Hallo,
eine Frage für die AO-Spezis:
Angenommen ein ESt-Bescheid ergeht mit Datum 1.4.2013
Bekanntgabefiktion also am 4.4., Ablauf der RB-Frist am 3.5.
Alle Tage sind Wochentage und keine Feiertage.
Nun soll am 2.5. ein Einspruch eingelegt worden sein, der zu einer Änderung des Bescheides vom 1.4. führt. Bekanntgabe des geänderten Bescheids: 6.5.

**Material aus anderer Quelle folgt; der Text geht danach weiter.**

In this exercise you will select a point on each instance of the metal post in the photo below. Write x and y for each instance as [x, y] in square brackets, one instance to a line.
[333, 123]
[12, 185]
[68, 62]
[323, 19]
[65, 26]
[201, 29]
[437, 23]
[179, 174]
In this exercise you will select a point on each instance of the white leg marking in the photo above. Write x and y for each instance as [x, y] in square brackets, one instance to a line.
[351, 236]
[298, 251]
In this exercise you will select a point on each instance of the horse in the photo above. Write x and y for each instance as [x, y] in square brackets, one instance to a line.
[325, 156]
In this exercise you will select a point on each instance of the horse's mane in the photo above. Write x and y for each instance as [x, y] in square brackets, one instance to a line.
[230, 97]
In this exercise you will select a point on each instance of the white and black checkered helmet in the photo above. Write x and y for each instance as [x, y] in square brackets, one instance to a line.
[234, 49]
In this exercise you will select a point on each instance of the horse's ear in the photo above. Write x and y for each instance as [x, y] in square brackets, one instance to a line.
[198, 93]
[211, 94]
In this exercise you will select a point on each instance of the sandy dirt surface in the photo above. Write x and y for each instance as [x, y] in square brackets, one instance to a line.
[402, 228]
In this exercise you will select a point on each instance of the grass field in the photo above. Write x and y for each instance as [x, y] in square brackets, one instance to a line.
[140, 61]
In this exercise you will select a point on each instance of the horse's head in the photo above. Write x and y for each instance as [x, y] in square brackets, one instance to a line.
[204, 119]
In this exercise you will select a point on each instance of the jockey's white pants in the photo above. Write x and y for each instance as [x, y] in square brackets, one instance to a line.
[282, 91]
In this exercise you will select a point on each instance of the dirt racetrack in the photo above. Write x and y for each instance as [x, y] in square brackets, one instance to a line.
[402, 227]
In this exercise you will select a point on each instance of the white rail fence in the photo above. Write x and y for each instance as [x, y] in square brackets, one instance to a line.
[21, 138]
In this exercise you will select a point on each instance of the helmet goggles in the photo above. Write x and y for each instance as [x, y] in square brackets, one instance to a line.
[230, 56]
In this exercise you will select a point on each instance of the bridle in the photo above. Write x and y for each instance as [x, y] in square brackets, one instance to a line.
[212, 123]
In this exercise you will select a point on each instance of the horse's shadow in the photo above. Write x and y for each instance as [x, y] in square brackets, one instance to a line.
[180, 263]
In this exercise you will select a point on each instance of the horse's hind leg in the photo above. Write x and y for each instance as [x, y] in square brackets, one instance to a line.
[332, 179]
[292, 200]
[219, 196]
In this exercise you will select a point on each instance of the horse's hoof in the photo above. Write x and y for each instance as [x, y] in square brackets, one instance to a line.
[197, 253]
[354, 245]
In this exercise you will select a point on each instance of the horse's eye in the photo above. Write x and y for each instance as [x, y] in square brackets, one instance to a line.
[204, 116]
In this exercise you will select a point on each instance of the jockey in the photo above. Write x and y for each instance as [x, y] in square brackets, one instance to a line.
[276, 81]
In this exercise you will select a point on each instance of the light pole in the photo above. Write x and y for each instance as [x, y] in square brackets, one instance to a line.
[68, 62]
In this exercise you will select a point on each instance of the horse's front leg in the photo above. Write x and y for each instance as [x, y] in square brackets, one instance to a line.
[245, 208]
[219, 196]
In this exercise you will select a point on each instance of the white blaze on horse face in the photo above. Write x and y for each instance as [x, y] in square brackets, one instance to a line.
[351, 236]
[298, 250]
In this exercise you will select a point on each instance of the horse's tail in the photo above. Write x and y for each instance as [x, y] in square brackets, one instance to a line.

Nun zu meiner Frage: Am 6.5. wäre der Erstbescheid vom 1.4. unanfechtbar gewesen. Greift § 351? Und warum (nicht)?
Hallo,
warum sollte hier § 351 Abs. 1 AO greifen? §351 Abs. 1 AO käme doch nur in Betracht, wenn gegen den Änderungsbescheid Einspruch eingelegt wird und vom Stpfl. was vorgebracht wird, was er schon hätte im Erstbescheid hätte vorbringen können.
ich sehe hier auch kein Grund für 351 AO. Der Erstbescheid wird infolge des Einspruchs nicht formel bestandskräftig bzw. unanfechtbar. Der Änderungsbescheid nimmt dann den Erstbescheid „in sich auf“ und eine neue Einspruchfrist beginnt zu laufen.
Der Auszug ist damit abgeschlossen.